今度はあたしが二人の袖を引く番だ。どうして?

「高校の部活、女バスだった。サキも。たまに、みんなして寮の中庭でバスケやってる」

そっか、サキもミヤミユたちと同じ学生寮だったっけ。

全然知らなかったな、そういうこと。

「ここのバスケ部、いろいろあって部員が集まらなくなってね。今、3人しかいないんだ。他校と合同チームで試合には出れるけど普段の練習が不足しててね。
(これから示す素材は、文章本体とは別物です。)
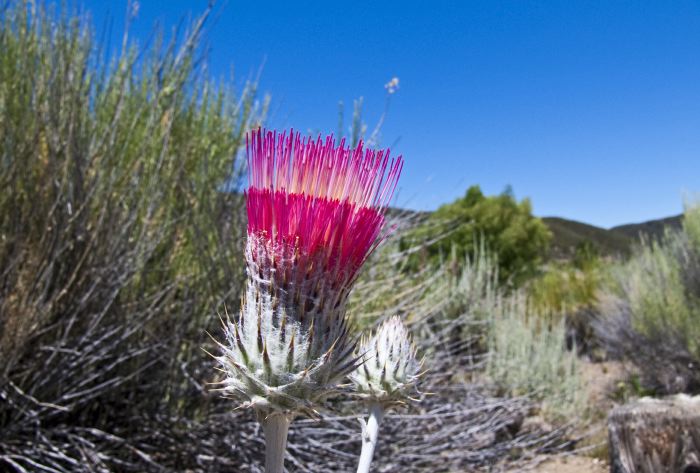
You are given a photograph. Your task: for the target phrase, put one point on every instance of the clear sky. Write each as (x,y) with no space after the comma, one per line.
(589,108)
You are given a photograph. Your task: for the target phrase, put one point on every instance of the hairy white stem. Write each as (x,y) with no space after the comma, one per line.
(276,427)
(370,433)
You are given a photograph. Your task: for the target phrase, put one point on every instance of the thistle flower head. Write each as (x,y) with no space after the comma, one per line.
(390,369)
(315,212)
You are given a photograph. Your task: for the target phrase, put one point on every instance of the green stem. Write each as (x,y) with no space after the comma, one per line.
(276,427)
(370,434)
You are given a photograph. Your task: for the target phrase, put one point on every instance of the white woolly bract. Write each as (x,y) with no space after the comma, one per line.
(390,369)
(289,347)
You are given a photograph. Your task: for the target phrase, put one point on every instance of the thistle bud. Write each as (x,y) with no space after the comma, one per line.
(315,212)
(390,369)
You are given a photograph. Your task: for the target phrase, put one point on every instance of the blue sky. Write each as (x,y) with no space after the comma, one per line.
(589,108)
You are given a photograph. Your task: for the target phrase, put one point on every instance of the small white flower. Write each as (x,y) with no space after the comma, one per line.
(392,86)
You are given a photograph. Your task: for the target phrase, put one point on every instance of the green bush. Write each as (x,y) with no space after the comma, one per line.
(506,227)
(116,244)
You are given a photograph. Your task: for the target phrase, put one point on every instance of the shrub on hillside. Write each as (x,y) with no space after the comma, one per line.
(651,314)
(505,226)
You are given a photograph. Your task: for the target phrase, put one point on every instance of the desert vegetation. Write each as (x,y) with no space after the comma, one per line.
(122,238)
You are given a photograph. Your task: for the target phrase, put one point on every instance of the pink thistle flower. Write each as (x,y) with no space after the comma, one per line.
(315,213)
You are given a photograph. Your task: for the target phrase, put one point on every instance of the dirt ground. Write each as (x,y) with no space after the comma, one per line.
(601,380)
(573,464)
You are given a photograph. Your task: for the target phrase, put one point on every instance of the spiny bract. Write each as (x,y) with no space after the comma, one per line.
(390,369)
(315,212)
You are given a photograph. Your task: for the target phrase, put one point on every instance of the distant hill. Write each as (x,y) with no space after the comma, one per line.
(617,241)
(568,234)
(650,229)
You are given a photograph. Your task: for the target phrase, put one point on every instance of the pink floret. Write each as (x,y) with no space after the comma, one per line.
(322,199)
よかったら、あの子たちの相手してやってくれないかな?」

見ると、体育館の日の当たらない隅の方に、バスケ姿の女子が3人、ドリブルの練習をしていた。

「サクラ」

川田先生が呼ぶと、その中の一番背の高い子がこちらに走ってきた。

「この子、ウチのキャプテンのサクラ」

サクラと言われたJKがあたしたちに一礼した。

そのサクラさんは背の高さから、ポジションはきっとセンターで、どんな試合でもゴール下を完全に支配しそうな威圧感があった。
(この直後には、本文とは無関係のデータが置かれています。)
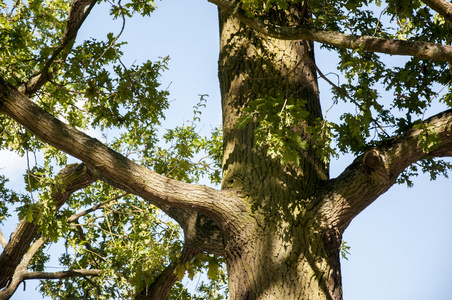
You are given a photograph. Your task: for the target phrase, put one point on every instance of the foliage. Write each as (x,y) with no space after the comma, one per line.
(412,83)
(92,89)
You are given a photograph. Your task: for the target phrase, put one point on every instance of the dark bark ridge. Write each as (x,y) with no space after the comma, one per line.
(418,49)
(358,186)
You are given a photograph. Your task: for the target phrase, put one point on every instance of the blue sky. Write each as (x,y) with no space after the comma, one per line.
(401,245)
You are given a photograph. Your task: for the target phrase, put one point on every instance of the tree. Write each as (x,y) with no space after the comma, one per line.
(278,219)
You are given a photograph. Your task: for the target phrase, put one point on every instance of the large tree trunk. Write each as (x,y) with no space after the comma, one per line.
(283,252)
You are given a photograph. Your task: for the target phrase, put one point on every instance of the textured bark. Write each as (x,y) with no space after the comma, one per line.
(282,252)
(279,227)
(113,167)
(418,49)
(356,188)
(162,285)
(73,177)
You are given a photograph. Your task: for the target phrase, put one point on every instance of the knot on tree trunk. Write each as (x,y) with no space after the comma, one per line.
(372,161)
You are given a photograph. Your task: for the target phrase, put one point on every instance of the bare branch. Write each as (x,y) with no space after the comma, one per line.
(374,172)
(72,178)
(442,7)
(418,49)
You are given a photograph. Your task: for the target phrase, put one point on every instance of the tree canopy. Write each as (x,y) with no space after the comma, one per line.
(95,206)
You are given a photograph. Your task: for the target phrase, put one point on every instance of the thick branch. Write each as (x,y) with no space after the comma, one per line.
(73,177)
(114,167)
(442,7)
(162,285)
(418,49)
(374,172)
「この方たちが、あんたたちの相手してくださるんだけど」

「ホントですか? ありがとうございます」

その顔は真面目そうでどこか無邪気さが残っていて、しかもとびきりの色白だった。

あとで化粧水何使ってるか聞こう。

「練習着すぐ用意できる?」

「部室に先輩たちが置いて行ったのあります。こっち来てください」

と言うがはやいか、体育館の出口から掛け出して行った。

あたしたちは、サクラさんを追いかけて体育館横のプレハブ棟の前まで来たけれど、そこで見失った。

ミヤミユがサクラさんの名を呼ぶと、プレハブ棟の2階の手すりから身を乗り出し、

「こっちでーす」

とサクラさんが明るい声で手を振ってくれた。

錆びだらけの外階段を昇り、倒れた木机、潰れたバレーボールやフープの束に邪魔されながら廊下を歩いて女バスの部室の前まで来た。

ドアの前で待っていたサクラさんに促されて中に入ると、会議机の上に綺麗に畳んだ練習着が3セット置いてある。

あたしら3人、普通体形女子だから服のサイズの心配はないけど、バッシュはどうするんだろ。

えっと。

「バッシュ、ロッカーの前にある中からサイズ探して履いてください」

あんまり人のバッシュは履きたくないけど、この際。

着替え終わって、部室を出るとドアのところでサクラさんから白地に黒字で胸に辻女と入ったタンクトップを渡された。

「白いほうで着てください」

なるほど、黒と白のリバーシブルになっていた。

「見て、後ろに『すり潰すぞって!』あるよ」

「ウチらもこういうの作った。練習試合用のユニホーム」

ミヤミユが自分が受け取った5番のバスユニを見ながら、

「あたし4番つけたかったな」

「なんで?」

6番を着たサキが聞く。因みにあたしは8番。

「キャプテン番号付けたことないから」

バスケのゼッケンは、ジャッジサインが1、2、3を使用する関係で4番からなんだけど、その4番がキャプテンナンバーって学校が結構ある。

あたしの中学も4番だった。

「関係なくない? うちの高校、キャプテンは好きな番号もらえて、あたしの代の子は10番付けてたよ」

「来夢ちゃんだ」

「世界のトカシキになりまーす」

「「イエーイ! ハイタッチ!」」

ミヤミユもサキも楽しそう。こんなミヤミユ、見たことなかったな。